Il primo social a “raccontare storie” è stato Snapchat: la sua prima versione, infatti, si basava sulla condivisione di foto da persona a persona grazie all’impostazione “Storie”. È stata poi la volta di Facebook dove è ora possibile caricare video e foto che scompaiono dopo 24 ore. Lo stesso succede su Instagram. E su WhatsApp dove si può aggiornare il proprio stato, creando una specie di storia con foto, video e gif che scompare dopo 24 ore.

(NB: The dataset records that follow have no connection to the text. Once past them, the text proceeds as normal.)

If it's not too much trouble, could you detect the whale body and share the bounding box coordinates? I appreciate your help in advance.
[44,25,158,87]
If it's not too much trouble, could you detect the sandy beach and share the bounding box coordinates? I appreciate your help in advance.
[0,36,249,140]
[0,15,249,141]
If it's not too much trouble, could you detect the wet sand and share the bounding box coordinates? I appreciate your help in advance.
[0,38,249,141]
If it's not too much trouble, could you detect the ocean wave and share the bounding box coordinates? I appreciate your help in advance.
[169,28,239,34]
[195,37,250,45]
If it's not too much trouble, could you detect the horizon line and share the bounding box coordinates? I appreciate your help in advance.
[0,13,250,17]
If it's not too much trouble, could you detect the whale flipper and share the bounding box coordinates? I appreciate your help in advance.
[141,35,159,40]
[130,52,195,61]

Noi siamo quasi ossessionati oggi nel raccontare più Storie possibili alle persone giuste, usando le varie piattaforme a nostra disposizione, ma soprattutto a farlo sempre in maniera perfetta. E così, a dispetto della chiusura delle favole… e vissero felici e contenti… questa ricerca della perfezione nell’immagine condivisa rischia davvero di renderci infelici. È proprio la ricerca di questa perfezione, infatti, a metà strada tra realtà e finzione, che ci costringe a una corsa interminabile verso il raggiungimento di stili di vita ideale, impeccabile, in un eterno confronto con gli altri utenti. Alimentando in alcuni di noi sensi di inadeguatezza e bassa autostima.

Nel 1911 Marino Moretti nella sua poesia scriveva:

Io non ho nulla da dire

Aver qualche cosa da dire
nel mondo a se stessi, alla gente.
Che cosa? Io non so veramente
perché io non ho nulla da dire.

Noi oggi siamo storie che non hanno nulla da raccontare. O meglio siamo storie a “tempo”. Giusto il tempo di un giro di lancette: 24 ore.